Of course, plain stupidity can be just as powerful as rubles

dumb and dumber

Biden administration drops plans to get more gas to Europe due to global warming concerns

The White House had been considering announcing a launch of an interagency review of ways to boost natural gas exports

  • That plan was shelved after some administration officials expressed concern it could undercut their message of fighting climate change

  • Some in the White House argued a U.S. commitment to provide more natural gas would encourage the Europeans to join the U.S. in banning Russian fuel imports

  • Russia supplies 40% of Europe's natural gas

Some Biden administration officials were disappointed by the shelving of the plan, arguing that a U.S. commitment to provide more natural gas would encourage the Europeans to join the U.S. in banning Russian fuel imports.   

'It was a no-brainer to send a market signal and they easily could have combined it with a push for more exports of heat pumps, renewables, advanced nuclear, etc., to reduce natural gas demand,' a source said. He added that the plan had been killed by 'concerns from the climate team.' 

The Biden team's climate goals run up against its efforts to rein in inflation at a 40-year high and gas prices that have risen $1.50 in the last year and to rid the nation of dependence on foreign oil. 

Meanwhile, Russia supplies 40% of Europe's natural gas. The price of natural gas across the continent hit an all-time high this week of €345 per mega-watt hour - the equivalent cost of $600 per barrel of oil, as temperatures remained frigid and many relied on the fuel to heat their homes.

The United States has enough natural gas to produce at its 2020 rate for nearly 100 years, according to the latest government estimates, but tapping the nation's ample supply is constrained by lack of pipelines and export terminals, and the time it takes to build this infrastructure. By year-end, the United States will have the world's largest LNG export capacity, with seven export terminals, enough to ship 11.5 billion cubic feet per day. 

Unlike oil and coal, transporting natural gas is not easy - it needs to be pumped from underground to an export terminal, super-cooled and put onto a ship.
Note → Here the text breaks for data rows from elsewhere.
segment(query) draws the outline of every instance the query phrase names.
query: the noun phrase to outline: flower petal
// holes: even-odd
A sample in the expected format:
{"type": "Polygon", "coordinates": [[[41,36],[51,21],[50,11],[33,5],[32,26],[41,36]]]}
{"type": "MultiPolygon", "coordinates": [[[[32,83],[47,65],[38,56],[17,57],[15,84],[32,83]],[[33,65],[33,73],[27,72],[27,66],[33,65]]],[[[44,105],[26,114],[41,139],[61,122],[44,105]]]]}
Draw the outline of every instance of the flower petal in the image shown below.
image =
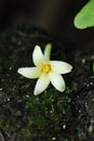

When it reaches its destination, it is warmed and put into pipeline. 

Sources said that the administration has been holding discussions on whether it could expedite approval of new pipelines and approve requests to increase capacity at existing export terminals to help get natural gas to Europe.

Now, this is just hilarious:

Officials also discussed ways to get banks to finance the new projects, even as U.S. climate envoy John Kerry was lobbying them to stay away from fossil fuel investments.  

I suppose that if Larry Fink and his fellow oligarchs at BlackRock decide that the money’s there, they might temporarily reverse their decision to disinvest from fossil fuel companies, but the operative term there is “temporarily”. They have their plan, and, long term, they’ll stick to it.